So, mentally prepared, there was then packing to do – cigarettes (for gifts and bribes), clothing coupons (forged and/or stolen), ration cards, 2 million francs in small notes (now confiscated – it truly makes me ill to think about it), pistol, compass, brain. And then just waiting for the moon. Actually I was very good at being summoned to action without any notice, I was used to that (also at learning poetry by heart) – but this business of waiting, waiting, waiting for the moon, nibbling at your cuticles and watching the moon nibbling at the sky, is very testing. You sit by the telephone all morning, leap out of your skin when it rings; then when it turns out there’s too much fog over the Channel or the German army has put a guard over the farmer who owns the field you’re supposed to land in, you’re let off again for the rest of the day. Then there’s nothing to do except mooch about wondering if you can bear to sit in a smoke-filled cinema watching The Life and Death of Colonel Blimp for the sixth time, and if you will get in trouble if you do, because the Prime Minister disapproves of it and secretly you fancy Anton Walbrook as the noble German officer and you’re pretty sure your C.O. knows it. Just as you have decided ‘Bother the Prime Minister!’ and are looking forward to spending another dreamy afternoon with Anton Walbrook, the phone rings again and You Are Operational.
Have I got the right shoes on, you wonder frantically, and bloody hell, where did I leave my 2 million francs?
An Irregular Ferry Flight
Maddie, lucky beast, did not have to endure any of this. Maddie just picked up her ferry chit as usual from the Oakway Operations hut, grinned at the ‘S’ and the destination ‘RAF Buscot’ because it meant she’d get to share a cup of tea with her best friend at some point in the next twenty-four hours, and walked out to the Puss Moth with her gas mask and her flight bag. It was routine. Incredible to think what an ordinary day it was for her, to begin with.
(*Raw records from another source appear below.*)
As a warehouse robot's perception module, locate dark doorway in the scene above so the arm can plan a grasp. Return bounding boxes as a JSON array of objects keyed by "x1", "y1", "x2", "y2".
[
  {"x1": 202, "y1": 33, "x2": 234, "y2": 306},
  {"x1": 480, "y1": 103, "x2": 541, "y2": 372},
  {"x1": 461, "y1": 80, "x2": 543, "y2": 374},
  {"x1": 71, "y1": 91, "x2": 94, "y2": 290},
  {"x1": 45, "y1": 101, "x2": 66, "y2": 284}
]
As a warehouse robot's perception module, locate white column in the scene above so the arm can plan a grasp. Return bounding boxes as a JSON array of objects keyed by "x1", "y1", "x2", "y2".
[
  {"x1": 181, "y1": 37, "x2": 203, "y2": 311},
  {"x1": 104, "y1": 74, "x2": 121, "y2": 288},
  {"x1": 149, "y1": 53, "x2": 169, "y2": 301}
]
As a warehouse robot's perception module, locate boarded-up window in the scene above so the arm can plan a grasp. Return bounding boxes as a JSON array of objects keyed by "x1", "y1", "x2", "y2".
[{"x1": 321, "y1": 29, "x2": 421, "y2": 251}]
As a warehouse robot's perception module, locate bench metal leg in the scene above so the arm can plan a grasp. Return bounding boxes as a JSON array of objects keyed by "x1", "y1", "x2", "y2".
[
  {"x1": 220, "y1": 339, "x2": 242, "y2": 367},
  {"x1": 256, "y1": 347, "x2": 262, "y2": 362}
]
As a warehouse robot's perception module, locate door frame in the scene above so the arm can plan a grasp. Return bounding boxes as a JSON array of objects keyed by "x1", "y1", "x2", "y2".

It was still light when we landed at RAF Special Duties. Moonrise was early, half past six or so, and because of Double Summer Time we had to wait for it to get dark. Jamie – call sign John – was flying out that night, and Michael. The call signs are all from Peter Pan of course. This particular night’s venture was called Operation Dogstar, which seems appropriate. Second to the right, and then straight on till morning.
It’s awful, telling it like this, isn’t it? As though we didn’t know the ending. As though it could have another ending. It’s like watching Romeo drink poison. Every time you see it you get fooled into thinking his girlfriend might wake up and stop him. Every single time you see it you want to shout, You stupid ass, just wait a minute and she’ll open her eyes! Oi, you, you twat, open your eyes, wake up! Don’t die this time! But they always do.
Operation Dogstar
I wonder how many piles of paper like mine are lying around Europe, the only testament to our silenced voices, buried in filing cabinets and steamer trunks and cardboard boxes as we disappear – as we vanish into the night and the fog?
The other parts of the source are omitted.